This repo contains code and data associated with EMNLP 2021 paper "Pre-train or Annotate? Domain Adaptation with a Constrained Budget".
@inproceedings{bai-etal-2021-pre,
title = "Pre-train or Annotate? Domain Adaptation with a Constrained Budget",
author = "Bai, Fan and
Ritter, Alan and
Xu, Wei",
booktitle = "Proceedings of the 2021 Conference on Empirical Methods in Natural Language Processing",
month = nov,
year = "2021",
address = "Online and Punta Cana, Dominican Republic",
publisher = "Association for Computational Linguistics",
}
git clone https://github.com/bflashcp3f/ProcBERT.git
cd ProcBERT
conda env create -f environment.yml
conda activate procbert
Three procedural-text datasets (WLP, PubMed and ChemSyn) can be downloaded here, and model checkpoints (ProcBERT and Proc-RoBERTa) are accessible through HuggingFace.

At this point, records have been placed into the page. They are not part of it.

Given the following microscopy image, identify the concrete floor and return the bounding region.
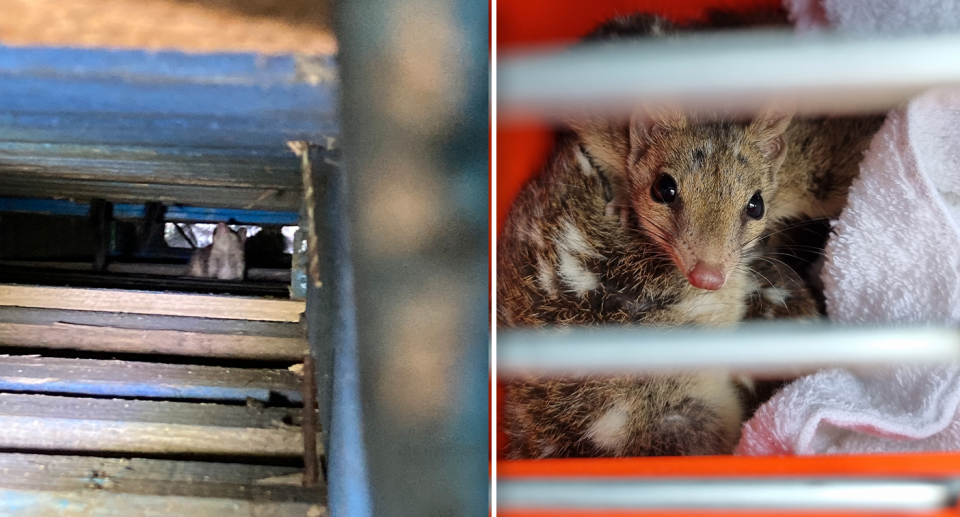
[0,0,336,54]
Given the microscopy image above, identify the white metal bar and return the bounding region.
[497,31,960,121]
[497,323,960,375]
[497,479,957,512]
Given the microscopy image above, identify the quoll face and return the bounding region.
[627,107,790,290]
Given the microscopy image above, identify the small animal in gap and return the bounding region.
[497,11,864,458]
[188,223,247,280]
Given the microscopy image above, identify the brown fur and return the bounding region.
[187,223,247,280]
[497,10,868,458]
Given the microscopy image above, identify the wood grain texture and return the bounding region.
[0,393,318,458]
[0,323,308,361]
[0,453,326,517]
[0,356,302,403]
[0,307,305,338]
[0,284,305,322]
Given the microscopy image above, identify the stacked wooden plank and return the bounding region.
[0,285,326,516]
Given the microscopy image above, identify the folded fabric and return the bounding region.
[822,88,960,323]
[784,0,960,34]
[736,364,960,456]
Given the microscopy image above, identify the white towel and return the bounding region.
[784,0,960,34]
[822,88,960,324]
[737,0,960,455]
[736,365,960,456]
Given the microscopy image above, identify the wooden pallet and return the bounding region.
[0,285,326,517]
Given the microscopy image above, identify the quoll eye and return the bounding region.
[650,174,677,205]
[747,191,763,219]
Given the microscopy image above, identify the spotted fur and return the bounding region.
[497,10,882,458]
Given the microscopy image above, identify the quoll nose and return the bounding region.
[687,262,726,291]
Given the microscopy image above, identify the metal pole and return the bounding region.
[331,0,490,510]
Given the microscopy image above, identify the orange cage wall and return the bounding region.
[496,0,960,517]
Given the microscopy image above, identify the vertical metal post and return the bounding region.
[331,0,490,517]
[302,142,373,517]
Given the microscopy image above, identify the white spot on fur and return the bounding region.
[557,249,599,296]
[761,287,790,306]
[540,445,557,459]
[573,148,596,177]
[663,413,690,425]
[537,260,557,297]
[736,375,757,393]
[516,219,545,244]
[555,221,602,296]
[584,404,630,451]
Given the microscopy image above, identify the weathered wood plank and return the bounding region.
[0,489,328,517]
[0,142,303,190]
[0,323,308,361]
[0,454,326,517]
[0,393,316,457]
[0,260,290,283]
[0,453,322,501]
[0,307,304,338]
[0,355,303,403]
[0,172,302,211]
[0,267,290,299]
[0,284,304,322]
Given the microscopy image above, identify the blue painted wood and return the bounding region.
[0,46,336,85]
[0,46,330,210]
[0,198,298,225]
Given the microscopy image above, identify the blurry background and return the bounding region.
[0,0,336,54]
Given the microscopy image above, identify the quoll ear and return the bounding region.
[627,105,687,167]
[747,107,793,167]
[569,117,630,180]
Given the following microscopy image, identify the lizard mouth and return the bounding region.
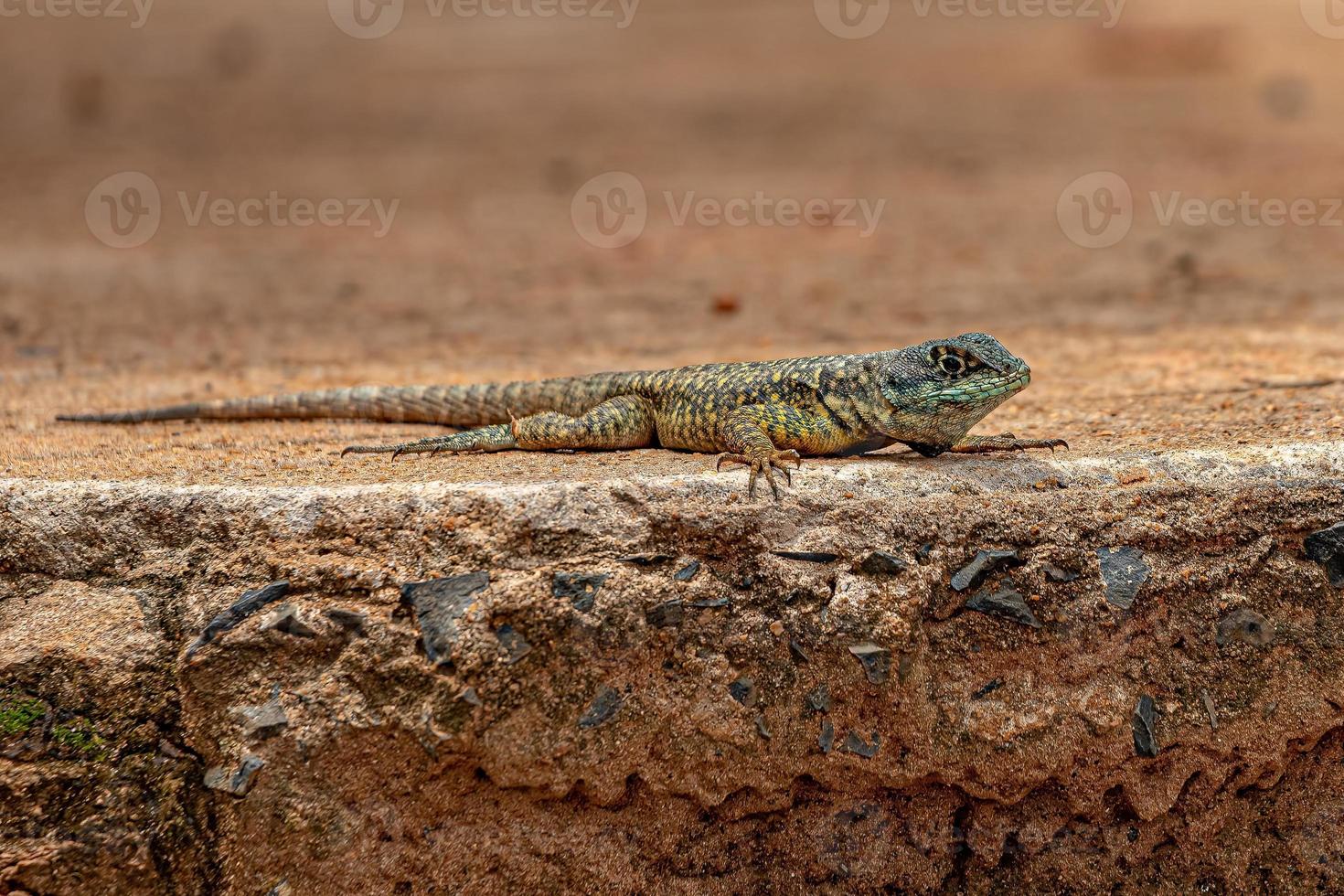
[942,367,1030,401]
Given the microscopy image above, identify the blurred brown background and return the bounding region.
[0,0,1344,475]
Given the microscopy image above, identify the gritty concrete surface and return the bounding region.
[0,0,1344,896]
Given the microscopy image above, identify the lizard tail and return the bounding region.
[57,373,627,427]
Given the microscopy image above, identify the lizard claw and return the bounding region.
[714,449,803,501]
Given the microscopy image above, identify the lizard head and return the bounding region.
[881,333,1030,446]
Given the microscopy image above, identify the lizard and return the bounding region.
[57,333,1067,500]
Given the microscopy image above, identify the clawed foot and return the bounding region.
[714,449,803,501]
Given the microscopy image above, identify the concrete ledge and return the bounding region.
[0,442,1344,893]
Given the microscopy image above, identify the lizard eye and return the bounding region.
[938,355,966,376]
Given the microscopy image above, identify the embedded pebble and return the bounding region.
[859,550,906,575]
[580,685,625,728]
[844,731,881,759]
[186,581,289,659]
[495,624,532,665]
[1133,693,1157,756]
[1043,563,1081,581]
[770,550,840,563]
[952,550,1021,591]
[229,699,289,741]
[849,641,891,685]
[261,603,317,638]
[323,607,368,638]
[729,676,757,707]
[804,681,830,713]
[617,553,676,567]
[551,572,606,613]
[1216,607,1275,647]
[1097,547,1149,610]
[402,572,491,662]
[204,755,266,798]
[1302,523,1344,589]
[966,581,1040,629]
[672,560,700,581]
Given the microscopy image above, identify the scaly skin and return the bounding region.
[57,333,1064,497]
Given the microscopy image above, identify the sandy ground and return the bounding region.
[0,3,1344,491]
[0,1,1344,491]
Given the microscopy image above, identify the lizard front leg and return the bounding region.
[714,404,853,501]
[947,432,1069,454]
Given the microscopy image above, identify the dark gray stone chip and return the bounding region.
[580,685,625,728]
[232,699,289,741]
[186,581,289,659]
[204,755,266,798]
[1133,693,1157,756]
[261,604,317,638]
[617,553,676,567]
[966,581,1040,629]
[402,572,491,662]
[804,681,830,713]
[770,550,840,563]
[1216,607,1275,647]
[849,641,891,685]
[1044,563,1081,581]
[729,676,757,707]
[672,560,700,581]
[551,572,606,613]
[970,678,1004,699]
[495,624,532,665]
[1302,523,1344,589]
[1097,547,1150,610]
[952,550,1021,591]
[844,731,881,759]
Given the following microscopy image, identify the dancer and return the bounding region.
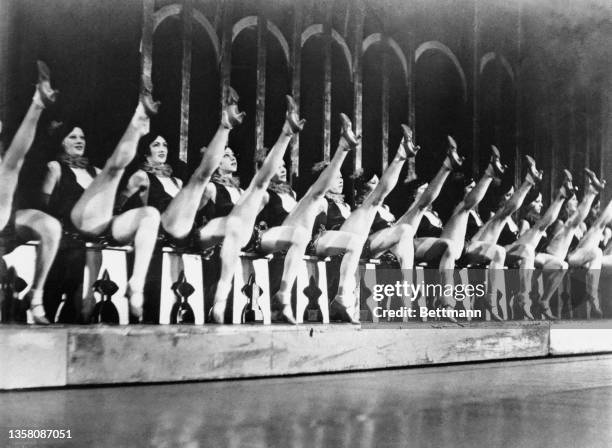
[415,146,505,322]
[42,84,160,321]
[538,168,606,319]
[567,169,612,317]
[199,95,305,323]
[505,170,574,319]
[0,61,62,325]
[466,156,542,320]
[121,88,244,245]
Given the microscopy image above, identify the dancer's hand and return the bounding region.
[131,102,151,136]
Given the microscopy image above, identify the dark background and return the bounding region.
[0,0,612,220]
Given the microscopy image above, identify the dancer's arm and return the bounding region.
[535,191,564,232]
[117,170,149,209]
[567,190,597,227]
[40,160,62,209]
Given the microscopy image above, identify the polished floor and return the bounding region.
[0,356,612,448]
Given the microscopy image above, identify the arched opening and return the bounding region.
[415,48,470,219]
[229,27,257,184]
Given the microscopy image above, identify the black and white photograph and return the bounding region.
[0,0,612,448]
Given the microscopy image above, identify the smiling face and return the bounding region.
[329,173,344,194]
[62,127,85,156]
[146,135,168,165]
[529,193,544,213]
[219,147,238,174]
[272,161,287,182]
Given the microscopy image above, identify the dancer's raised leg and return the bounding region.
[161,89,245,239]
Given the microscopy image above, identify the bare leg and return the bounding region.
[536,253,568,320]
[111,207,160,319]
[70,103,149,236]
[211,96,305,323]
[0,100,44,230]
[15,209,62,325]
[262,114,359,323]
[161,92,244,239]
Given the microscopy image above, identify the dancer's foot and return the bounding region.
[340,113,361,151]
[329,297,359,325]
[139,76,161,117]
[446,135,465,169]
[125,286,144,322]
[34,61,59,107]
[221,87,246,129]
[538,302,557,320]
[402,124,421,157]
[525,155,542,185]
[489,145,508,179]
[131,101,151,135]
[272,293,297,325]
[285,95,306,134]
[208,300,227,324]
[485,297,504,322]
[561,170,575,199]
[24,290,51,325]
[437,304,458,324]
[584,168,606,192]
[520,303,535,320]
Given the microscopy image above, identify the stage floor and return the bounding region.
[0,355,612,448]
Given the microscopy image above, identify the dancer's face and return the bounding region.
[329,173,344,194]
[463,182,476,195]
[529,193,544,213]
[274,161,287,182]
[147,135,168,165]
[366,174,380,191]
[62,127,85,156]
[565,194,578,216]
[219,148,238,173]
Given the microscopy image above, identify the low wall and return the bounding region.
[0,321,612,389]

# After downloading the data, update the DATA_PATH variable in code/utils.py
DATA_PATH=<DATA_PATH>
# Named Entity Recognition (NER)
python code/ner_da_budget.py \
--lm_model procbert \
--src_data pubmed \
--tgt_data chemsyn \
--gpu_ids 0,1 \
--output_dir ./output/da/pubmed_chemsyn \
--learning_rate 1e-5 \
--task_name fa_ner \
--batch_size 16 \
--max_len 512 \
--epochs 25 \
--budget 700 \
--alpha 1 \
--save_model
# Relation Extraction (RE)
python code/rel_da_budget.py \
--lm_model procbert \
--src_data pubmed \
--tgt_data chemsyn \
--gpu_ids 0,1 \
--output_dir ./output/da/pubmed_chemsyn \
--learning_rate 1e-5 \
--task_name fa_rel \
--batch_size 48 \
--max_len 256 \
--epochs 5 \
--budget 700 \
--alpha 1 \
--down_sample \
--down_sample_rate 0.4 \
--save_model
To obtain ProcBERT results with different budgets under six domain adaptation settings:
# NER
sh script/ner/run_ner_da_budget_all.sh
# RE
sh script/rel/run_rel_da_budget_all.sh
# Named Entity Recognition (NER)
python code/ner_budget.py \
--lm_model procbert \
--data_name chemsyn \
--gpu_ids 0,1 \
--output_dir ./output/chemsyn \
--learning_rate 1e-5 \
--task_name ner \
--batch_size 16 \
--max_len 512 \
--epochs 25 \
--budget 700 \
--save_model
# Relation Extraction (RE)
python code/rel_budget.py \
--lm_model procbert \
--data_name chemsyn \
--gpu_ids 0,1 \
--output_dir ./output/chemsyn \
--learning_rate 1e-5 \
--task_name rel \
--batch_size 48 \
--max_len 256 \
--epochs 5 \
--budget 700 \
--down_sample \
--down_sample_rate 0.4 \
--save_model
To obtain ProcBERT results with different budgets on three datasets:
# NER
sh script/ner/run_ner_budget_all.sh
# RE
sh script/rel/run_rel_budget_all.sh
# Named Entity Recognition (NER)
python code/ner.py \
--lm_model procbert \
--data_name chemsyn \
--gpu_ids 0,1 \
--output_dir ./output/chemsyn \
--learning_rate 1e-5 \
--task_name ner \
--batch_size 16 \
--max_len 512 \
--epochs 20 \
--save_model
# Relation Extraction (RE)
python code/rel.py \
--lm_model procbert \
--data_name chemsyn \
--gpu_ids 0,1 \
--output_dir ./output/chemsyn \
--learning_rate 1e-5 \
--task_name rel \
--batch_size 48 \
--max_len 256 \
--epochs 5 \
--down_sample \
--down_sample_rate 0.4 \
--save_model
To obtain ProcBERT results on all three datasets:
# NER
sh script/ner/run_ner_all.sh
# RE
sh script/rel/run_rel_all.sh